Several researchers believe that the new AI could also increase fairness. For example, it could generate post-care instructions for patients at the right literacy level and in the right languages, says Jorge Rodriguez, a Harvard physician-scientist who practices at Brigham and Women’s Hospital and studies health equity. digital.
Ideally, he says, as uses of chatbots grow, a guiding principle would be, “Who needs healthcare help the most?” And “This time we’re going to prioritize marginalized communities.”
Do no harm
Of course, chatbots are also highly fallible and capable of going off the rails. They make things up and get things wrong – not trends we’d like to see in the tools our medical providers use. As Peter Lee says, GPT-4 “is both smarter and dumber than anyone you’ve ever met.”
In one instance he documented, the transcript of a visit from a patient with anorexia did not include a weigh-in, so GPT-4 simply dialed in a weight for her. In another, the basic math got it wrong. Curiously, he completed the Sudoku puzzles incorrectly, then, even more bizarrely, attributed the mistakes to “typo”. He is known for inventing imaginary research articles in fictional journals. A recent Stanford study found that when asked for “bedside consultation” – information needed during clinical care – GPT-4 responses could be considered safe for patients 93% of the time. The rest included “hallucinated quotes”.
Cautionary anecdotes abound. An ER doctor, Joshua Tamayo-Sarver, reported in Fast Company that when he tested it, ChatGPT missed several diagnoses among his recent patients, including an ectopic pregnancy that could have proved fatal. “ChatGPT worked pretty well as a diagnostic tool when I gave it perfect information and the patient had a classic presentation,” he wrote, but a key part of medicine is knowing what to ask.
At this time, GPT-4 is too new for any healthcare facility to have adopted, and unless and until its medical accuracy can be systematically tested and proven, there must always be a human in the loop.
For patients who decide to use chatbots independently, this means it’s essential to always, always check any medical advice from GPT-4 or Google’s Bard or other new AI entities.
But will this always be the case? I am not sure. Technology is advancing at breakneck speed. Already, Lee points out, researchers have used one GPT-4 system to verify the work of another. The system’s responses are highly context-dependent, he says, and the context is different when asked to verify than to generate a response.
Given the potential benefits, it seems reasonable to expect that chatbots, with time, caution and regulation, will be incorporated into healthcare – and improve it, especially for those who currently do not have access to decent care.

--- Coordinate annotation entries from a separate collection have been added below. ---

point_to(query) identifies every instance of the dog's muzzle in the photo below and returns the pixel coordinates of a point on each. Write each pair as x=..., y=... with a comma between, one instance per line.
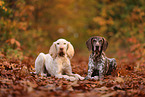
x=61, y=53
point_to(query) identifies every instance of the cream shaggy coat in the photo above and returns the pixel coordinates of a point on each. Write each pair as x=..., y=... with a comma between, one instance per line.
x=57, y=61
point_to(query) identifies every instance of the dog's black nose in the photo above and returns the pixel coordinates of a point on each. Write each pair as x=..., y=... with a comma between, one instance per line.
x=97, y=47
x=61, y=49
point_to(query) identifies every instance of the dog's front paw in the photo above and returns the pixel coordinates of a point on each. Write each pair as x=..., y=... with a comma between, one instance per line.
x=81, y=78
x=72, y=78
x=87, y=77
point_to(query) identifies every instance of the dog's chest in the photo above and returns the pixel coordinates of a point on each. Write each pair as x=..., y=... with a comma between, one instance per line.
x=99, y=63
x=64, y=62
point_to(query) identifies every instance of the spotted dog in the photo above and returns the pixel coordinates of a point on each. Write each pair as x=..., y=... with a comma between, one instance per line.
x=99, y=65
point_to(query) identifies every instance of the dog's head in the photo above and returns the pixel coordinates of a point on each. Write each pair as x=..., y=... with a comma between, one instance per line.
x=60, y=48
x=97, y=44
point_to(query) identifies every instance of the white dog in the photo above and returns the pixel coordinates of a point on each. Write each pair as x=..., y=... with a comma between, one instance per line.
x=57, y=62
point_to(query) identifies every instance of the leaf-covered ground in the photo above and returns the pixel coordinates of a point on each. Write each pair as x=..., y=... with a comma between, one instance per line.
x=17, y=79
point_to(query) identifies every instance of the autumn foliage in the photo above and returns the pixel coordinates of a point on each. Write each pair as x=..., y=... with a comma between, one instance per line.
x=28, y=27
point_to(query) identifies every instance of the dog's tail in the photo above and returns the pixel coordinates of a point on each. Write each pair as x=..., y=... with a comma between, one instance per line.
x=40, y=64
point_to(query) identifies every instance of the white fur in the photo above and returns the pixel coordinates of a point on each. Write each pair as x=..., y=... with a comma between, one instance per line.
x=55, y=63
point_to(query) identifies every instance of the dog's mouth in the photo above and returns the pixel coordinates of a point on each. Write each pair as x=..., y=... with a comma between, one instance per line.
x=61, y=54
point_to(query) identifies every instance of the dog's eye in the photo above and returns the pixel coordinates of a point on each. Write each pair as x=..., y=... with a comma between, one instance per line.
x=100, y=41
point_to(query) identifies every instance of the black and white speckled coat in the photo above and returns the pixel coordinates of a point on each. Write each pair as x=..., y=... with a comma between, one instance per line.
x=99, y=65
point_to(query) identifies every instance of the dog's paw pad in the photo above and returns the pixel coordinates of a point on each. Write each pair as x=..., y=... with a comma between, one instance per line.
x=72, y=79
x=81, y=78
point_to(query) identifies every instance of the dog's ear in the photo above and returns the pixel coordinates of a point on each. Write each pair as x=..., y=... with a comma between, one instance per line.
x=105, y=44
x=53, y=51
x=89, y=43
x=70, y=50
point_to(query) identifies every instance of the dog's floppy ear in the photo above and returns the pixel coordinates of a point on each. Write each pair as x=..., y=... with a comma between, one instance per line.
x=105, y=44
x=52, y=50
x=89, y=43
x=70, y=50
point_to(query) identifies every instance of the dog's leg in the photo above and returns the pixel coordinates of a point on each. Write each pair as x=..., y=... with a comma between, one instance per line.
x=39, y=64
x=68, y=71
x=66, y=77
x=90, y=68
x=112, y=65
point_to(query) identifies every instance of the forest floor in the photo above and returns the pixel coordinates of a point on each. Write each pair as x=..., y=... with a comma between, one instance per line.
x=17, y=79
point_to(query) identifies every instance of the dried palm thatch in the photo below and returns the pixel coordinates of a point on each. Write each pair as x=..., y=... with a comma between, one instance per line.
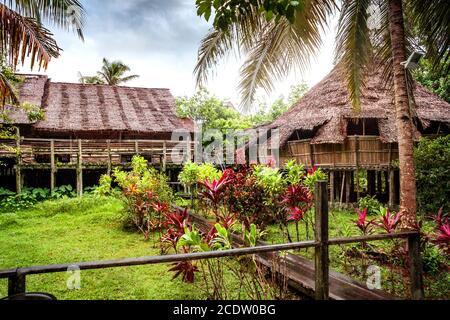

Chatbots in medicine “can help us do our jobs better,” write Jeffrey Drazen and Charlotte Haug of the New England Journal, “but if not used correctly, they can cause harm.” Ultimately, “the medical community will learn to use them, but we have to learn.”

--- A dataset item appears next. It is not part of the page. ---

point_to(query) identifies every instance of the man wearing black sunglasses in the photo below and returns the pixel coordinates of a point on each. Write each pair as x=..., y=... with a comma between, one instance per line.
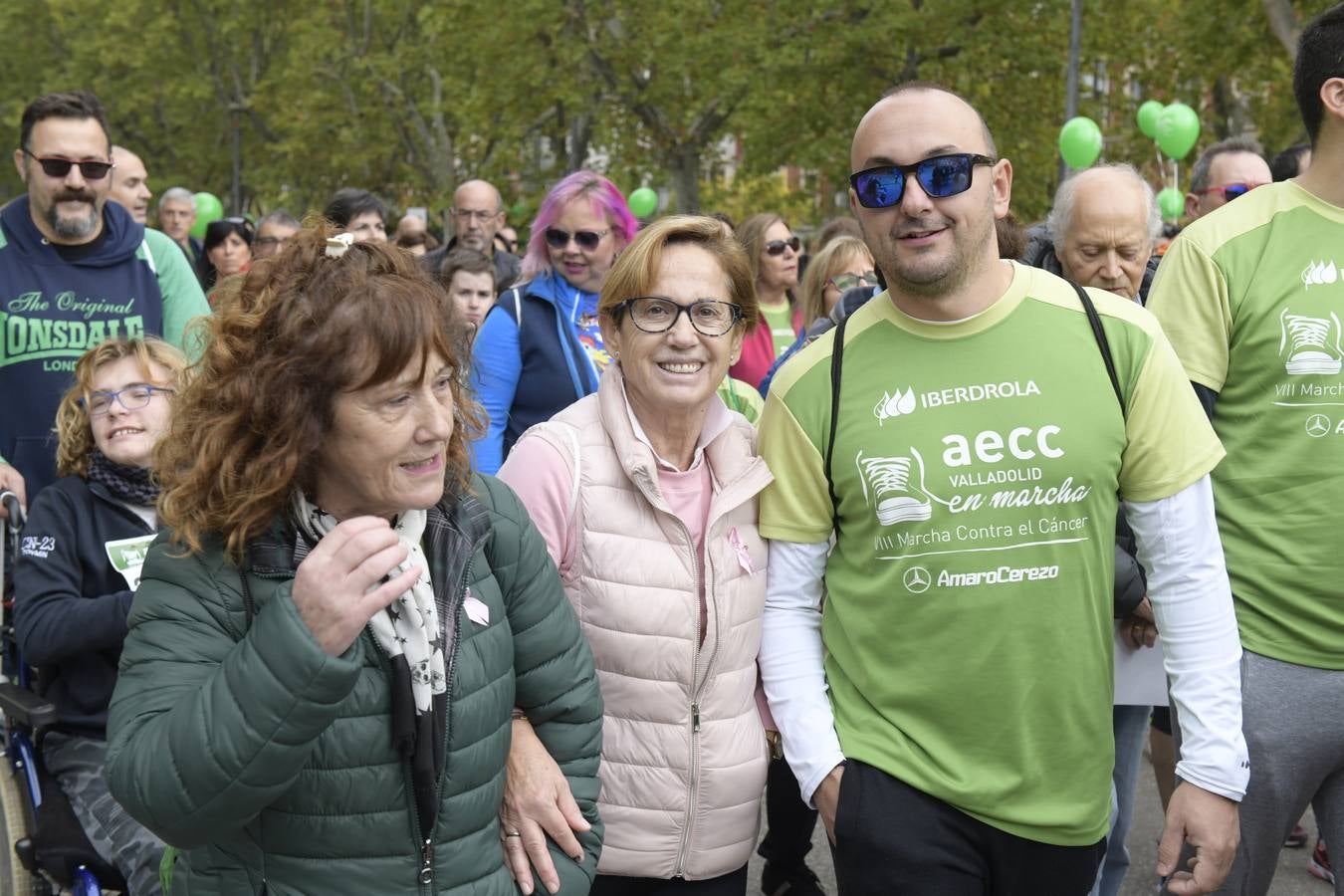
x=74, y=270
x=1225, y=171
x=961, y=437
x=1252, y=300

My primary care doctor recently sent me a kind reminder that I was overdue for a mammogram and – in the depths of book pangs – I replied that this might be the last time she would have to write this e-mail herself.
She was skeptical. We will see.
Carey Goldberg is a longtime health and science journalist, including for The Globe and WBUR, and has also served as Boston bureau chief for The New York Times and Bloomberg News. His next book with Peter Lee and Isaac Kohane is “The AI revolution in medicine: GPT-4 and beyond.”